There are times when frightening experiences, or the hearing of some very sad news, hits us in the pit of our stomachs. At least that is the way we today, and in our country, explain the emotions we experience when we are frightened or given sad news. The Israelites, however, in the days of David would say that they felt it in their kidneys. And that is why David wrote in Psalm 26:2, 3: “Examine me, O Lord, and prove me; try my reins and my heart. For thy lovingkindness is before my eyes: and I have walked in thy truth.” The “reins” here is in the Hebrew the word “kidneys.”
What David is doing here is praying to God that He will vindicate him before false accusers by trying, that is, testing his kidneys and heart. He asks the sole Judge of The Supreme Court to examine him, knowing that from His eyes is absolutely nothing hidden. He is sure that God will find that, instead of enjoying these sins of which he is falsely accused, he is stricken by them with pain in his kidneys, and that his heart has by no means chosen to do these evil deeds, Our versification puts it this way:
O search me, Lord, and prove me now;
Thy mercy I adore;
I choose Thy truth to be my guide.
And sinful ways abhor.
His heart chose to keep God’s law, and sin strikes him in his kidneys.
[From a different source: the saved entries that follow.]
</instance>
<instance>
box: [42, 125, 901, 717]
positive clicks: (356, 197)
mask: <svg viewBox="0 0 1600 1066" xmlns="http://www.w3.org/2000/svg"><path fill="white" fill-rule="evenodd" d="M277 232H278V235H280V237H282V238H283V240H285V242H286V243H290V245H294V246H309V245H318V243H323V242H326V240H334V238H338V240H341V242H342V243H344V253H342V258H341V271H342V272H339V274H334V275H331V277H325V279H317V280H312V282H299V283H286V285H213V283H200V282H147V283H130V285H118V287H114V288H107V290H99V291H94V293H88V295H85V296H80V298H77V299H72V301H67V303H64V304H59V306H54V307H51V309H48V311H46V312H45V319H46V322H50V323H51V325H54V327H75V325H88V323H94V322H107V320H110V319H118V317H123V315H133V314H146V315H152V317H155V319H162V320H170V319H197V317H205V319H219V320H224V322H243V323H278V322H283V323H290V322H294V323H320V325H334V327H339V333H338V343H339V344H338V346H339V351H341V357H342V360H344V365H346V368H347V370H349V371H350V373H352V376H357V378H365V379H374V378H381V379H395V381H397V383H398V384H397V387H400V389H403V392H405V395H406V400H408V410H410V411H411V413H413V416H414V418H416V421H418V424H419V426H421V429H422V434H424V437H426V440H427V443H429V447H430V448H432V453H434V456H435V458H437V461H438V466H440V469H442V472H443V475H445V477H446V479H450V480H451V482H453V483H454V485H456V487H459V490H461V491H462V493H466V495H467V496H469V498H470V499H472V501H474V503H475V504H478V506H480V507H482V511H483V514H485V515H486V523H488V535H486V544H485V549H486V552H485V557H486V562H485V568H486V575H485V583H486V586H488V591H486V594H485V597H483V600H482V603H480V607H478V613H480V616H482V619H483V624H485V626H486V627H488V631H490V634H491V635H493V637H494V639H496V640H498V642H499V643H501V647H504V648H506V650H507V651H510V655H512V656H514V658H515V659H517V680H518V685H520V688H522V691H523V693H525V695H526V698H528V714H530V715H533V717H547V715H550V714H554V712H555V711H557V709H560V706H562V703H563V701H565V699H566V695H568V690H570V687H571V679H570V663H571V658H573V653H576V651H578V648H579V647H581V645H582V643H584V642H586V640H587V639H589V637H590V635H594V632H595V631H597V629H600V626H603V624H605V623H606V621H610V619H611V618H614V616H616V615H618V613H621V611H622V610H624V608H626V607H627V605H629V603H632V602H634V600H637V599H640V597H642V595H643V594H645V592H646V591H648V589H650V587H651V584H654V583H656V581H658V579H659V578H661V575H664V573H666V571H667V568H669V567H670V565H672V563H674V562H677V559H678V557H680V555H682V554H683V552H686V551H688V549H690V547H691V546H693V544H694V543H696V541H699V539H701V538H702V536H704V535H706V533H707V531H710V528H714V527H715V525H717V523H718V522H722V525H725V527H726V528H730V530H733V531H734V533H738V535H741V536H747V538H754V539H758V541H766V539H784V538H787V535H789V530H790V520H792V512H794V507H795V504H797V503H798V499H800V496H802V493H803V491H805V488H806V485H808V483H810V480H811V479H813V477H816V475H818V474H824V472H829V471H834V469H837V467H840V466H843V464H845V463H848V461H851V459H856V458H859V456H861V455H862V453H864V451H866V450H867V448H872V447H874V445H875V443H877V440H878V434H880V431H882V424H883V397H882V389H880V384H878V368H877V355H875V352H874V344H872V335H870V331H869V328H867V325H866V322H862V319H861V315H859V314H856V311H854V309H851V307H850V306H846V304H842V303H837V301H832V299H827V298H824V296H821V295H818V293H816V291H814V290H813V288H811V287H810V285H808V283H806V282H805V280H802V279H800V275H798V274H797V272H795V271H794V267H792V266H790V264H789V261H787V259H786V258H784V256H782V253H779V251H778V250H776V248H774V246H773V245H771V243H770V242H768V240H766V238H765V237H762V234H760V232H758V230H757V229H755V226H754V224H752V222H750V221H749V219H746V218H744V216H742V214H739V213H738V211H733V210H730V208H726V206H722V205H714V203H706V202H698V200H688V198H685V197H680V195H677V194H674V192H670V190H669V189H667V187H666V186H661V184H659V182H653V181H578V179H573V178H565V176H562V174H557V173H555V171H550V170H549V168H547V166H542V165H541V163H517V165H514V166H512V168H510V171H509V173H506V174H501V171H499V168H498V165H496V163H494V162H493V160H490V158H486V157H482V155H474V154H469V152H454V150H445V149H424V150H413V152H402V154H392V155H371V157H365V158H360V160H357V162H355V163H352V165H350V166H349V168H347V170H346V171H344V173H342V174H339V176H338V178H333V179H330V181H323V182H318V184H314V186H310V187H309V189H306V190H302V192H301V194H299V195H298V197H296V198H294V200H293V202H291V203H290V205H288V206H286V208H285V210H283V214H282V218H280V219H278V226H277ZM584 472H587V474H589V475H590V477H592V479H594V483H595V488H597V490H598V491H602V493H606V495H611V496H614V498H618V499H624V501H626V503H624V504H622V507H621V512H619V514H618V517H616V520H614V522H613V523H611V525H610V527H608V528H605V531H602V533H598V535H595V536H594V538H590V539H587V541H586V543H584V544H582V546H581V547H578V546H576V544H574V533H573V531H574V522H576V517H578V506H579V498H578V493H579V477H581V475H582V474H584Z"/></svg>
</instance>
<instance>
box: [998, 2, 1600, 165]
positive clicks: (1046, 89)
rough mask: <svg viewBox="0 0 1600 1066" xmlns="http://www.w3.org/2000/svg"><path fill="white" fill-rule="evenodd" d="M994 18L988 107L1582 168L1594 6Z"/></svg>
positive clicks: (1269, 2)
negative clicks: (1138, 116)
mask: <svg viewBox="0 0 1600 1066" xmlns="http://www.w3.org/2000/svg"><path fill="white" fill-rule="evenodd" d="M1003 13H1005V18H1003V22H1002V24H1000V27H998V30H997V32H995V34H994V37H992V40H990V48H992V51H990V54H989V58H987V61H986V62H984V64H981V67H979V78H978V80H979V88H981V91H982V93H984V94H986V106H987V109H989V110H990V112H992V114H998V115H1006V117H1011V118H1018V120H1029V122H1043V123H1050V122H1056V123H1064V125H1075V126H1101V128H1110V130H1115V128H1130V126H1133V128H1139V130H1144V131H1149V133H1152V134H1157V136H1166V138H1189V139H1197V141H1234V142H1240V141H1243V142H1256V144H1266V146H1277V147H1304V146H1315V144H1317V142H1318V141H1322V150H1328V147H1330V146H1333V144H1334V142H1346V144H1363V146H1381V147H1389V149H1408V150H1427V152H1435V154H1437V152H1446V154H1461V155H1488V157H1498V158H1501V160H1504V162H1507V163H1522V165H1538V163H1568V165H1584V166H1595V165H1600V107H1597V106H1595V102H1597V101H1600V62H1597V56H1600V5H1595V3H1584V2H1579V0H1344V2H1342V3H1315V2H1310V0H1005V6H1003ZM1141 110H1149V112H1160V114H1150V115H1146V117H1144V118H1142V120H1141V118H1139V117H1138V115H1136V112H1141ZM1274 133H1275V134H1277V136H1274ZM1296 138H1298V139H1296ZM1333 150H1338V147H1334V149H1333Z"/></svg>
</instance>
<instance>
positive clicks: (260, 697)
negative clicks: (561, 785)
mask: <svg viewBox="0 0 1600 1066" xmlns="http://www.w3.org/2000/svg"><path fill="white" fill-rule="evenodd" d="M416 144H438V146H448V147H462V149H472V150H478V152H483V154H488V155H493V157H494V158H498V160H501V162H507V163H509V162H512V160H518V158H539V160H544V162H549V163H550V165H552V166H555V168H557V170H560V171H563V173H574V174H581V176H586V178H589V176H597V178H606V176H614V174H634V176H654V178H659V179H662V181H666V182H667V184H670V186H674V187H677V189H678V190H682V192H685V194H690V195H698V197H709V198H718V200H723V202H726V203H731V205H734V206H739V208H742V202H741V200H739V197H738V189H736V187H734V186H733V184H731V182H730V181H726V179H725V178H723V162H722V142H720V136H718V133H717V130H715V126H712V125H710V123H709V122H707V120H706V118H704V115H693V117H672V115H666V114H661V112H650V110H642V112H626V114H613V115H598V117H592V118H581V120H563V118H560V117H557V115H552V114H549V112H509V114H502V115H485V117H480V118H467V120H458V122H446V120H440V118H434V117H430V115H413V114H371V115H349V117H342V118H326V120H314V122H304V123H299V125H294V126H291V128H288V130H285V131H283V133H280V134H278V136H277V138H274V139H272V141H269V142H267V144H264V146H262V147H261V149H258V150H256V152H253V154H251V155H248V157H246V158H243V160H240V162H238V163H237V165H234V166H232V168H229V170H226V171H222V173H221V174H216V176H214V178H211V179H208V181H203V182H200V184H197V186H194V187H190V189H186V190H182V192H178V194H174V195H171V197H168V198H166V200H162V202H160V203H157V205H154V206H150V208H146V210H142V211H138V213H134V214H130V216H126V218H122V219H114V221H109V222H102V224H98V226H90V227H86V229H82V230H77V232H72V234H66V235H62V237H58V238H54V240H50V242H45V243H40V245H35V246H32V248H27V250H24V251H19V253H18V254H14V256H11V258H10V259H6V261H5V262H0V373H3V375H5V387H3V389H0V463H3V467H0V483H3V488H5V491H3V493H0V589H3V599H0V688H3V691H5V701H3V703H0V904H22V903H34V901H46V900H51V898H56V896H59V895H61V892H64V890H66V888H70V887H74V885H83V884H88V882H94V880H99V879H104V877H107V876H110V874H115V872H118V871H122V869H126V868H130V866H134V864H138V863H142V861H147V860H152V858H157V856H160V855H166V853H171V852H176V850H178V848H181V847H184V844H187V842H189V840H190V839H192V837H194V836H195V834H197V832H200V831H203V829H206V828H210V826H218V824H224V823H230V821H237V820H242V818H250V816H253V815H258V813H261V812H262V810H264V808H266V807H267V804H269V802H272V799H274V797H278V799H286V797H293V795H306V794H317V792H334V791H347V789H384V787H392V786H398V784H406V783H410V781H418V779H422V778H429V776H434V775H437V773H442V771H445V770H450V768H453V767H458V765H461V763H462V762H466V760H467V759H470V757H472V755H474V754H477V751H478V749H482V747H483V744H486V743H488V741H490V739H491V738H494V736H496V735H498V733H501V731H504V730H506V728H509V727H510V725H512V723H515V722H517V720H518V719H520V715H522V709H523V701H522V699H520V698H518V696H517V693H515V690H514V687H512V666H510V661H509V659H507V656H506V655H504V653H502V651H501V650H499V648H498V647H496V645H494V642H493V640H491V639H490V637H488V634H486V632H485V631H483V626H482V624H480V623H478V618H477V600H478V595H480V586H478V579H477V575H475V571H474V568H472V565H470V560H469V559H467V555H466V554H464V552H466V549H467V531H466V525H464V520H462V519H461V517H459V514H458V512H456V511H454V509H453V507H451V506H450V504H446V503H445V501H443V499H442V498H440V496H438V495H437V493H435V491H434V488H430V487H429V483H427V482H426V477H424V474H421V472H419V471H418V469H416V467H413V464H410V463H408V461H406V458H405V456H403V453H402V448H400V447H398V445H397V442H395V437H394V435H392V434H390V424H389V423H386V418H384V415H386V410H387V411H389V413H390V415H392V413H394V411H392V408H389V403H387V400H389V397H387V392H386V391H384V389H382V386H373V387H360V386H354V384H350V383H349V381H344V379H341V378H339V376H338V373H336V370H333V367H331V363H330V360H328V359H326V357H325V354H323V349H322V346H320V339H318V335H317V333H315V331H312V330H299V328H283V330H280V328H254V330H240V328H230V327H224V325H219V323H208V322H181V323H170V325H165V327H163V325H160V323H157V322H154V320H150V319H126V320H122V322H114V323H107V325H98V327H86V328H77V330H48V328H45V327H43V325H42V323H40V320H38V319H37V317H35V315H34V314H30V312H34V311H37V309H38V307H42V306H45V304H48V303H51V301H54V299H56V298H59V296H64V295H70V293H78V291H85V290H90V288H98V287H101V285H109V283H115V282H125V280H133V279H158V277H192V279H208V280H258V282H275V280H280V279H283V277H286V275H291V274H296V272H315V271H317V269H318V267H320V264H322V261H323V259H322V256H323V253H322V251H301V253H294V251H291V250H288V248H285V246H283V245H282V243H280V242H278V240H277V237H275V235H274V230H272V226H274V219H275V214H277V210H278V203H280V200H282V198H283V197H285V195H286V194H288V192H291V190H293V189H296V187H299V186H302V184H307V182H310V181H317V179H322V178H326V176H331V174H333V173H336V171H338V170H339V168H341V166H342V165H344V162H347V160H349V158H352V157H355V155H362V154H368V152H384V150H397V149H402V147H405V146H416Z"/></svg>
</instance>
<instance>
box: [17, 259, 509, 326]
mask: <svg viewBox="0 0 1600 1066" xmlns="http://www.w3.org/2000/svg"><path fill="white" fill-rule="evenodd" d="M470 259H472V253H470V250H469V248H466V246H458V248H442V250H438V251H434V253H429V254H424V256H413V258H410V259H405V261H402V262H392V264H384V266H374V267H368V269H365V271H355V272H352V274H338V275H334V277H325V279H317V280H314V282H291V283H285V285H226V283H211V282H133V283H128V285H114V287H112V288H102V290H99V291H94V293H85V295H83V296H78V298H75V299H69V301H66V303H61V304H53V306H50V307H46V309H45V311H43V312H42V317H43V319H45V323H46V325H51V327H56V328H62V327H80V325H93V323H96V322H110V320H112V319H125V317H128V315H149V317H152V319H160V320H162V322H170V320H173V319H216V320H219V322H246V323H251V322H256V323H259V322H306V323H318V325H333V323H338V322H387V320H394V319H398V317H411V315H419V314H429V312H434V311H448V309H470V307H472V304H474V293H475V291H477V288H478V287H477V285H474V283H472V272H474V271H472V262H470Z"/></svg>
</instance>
These sins of which he is accused he actually abhors. The evil of which he is accused was not chosen by his heart.
David is not here concerned about his name or honor, even though these are important, since he is king over God’s people in Israel. But he prays because he wants to be pleasing in God’s sight. He wants to be judged to be a faithful child of God by God Himself.
That should also be our concern. What men think of us is not that important. What they call us is not so serious. What God finds in the innermost recesses of our souls, what hurts us and what we choose, is extremely important. If God finds the life of Christ in us, we have reason to rejoice and can stand the false accusations of men.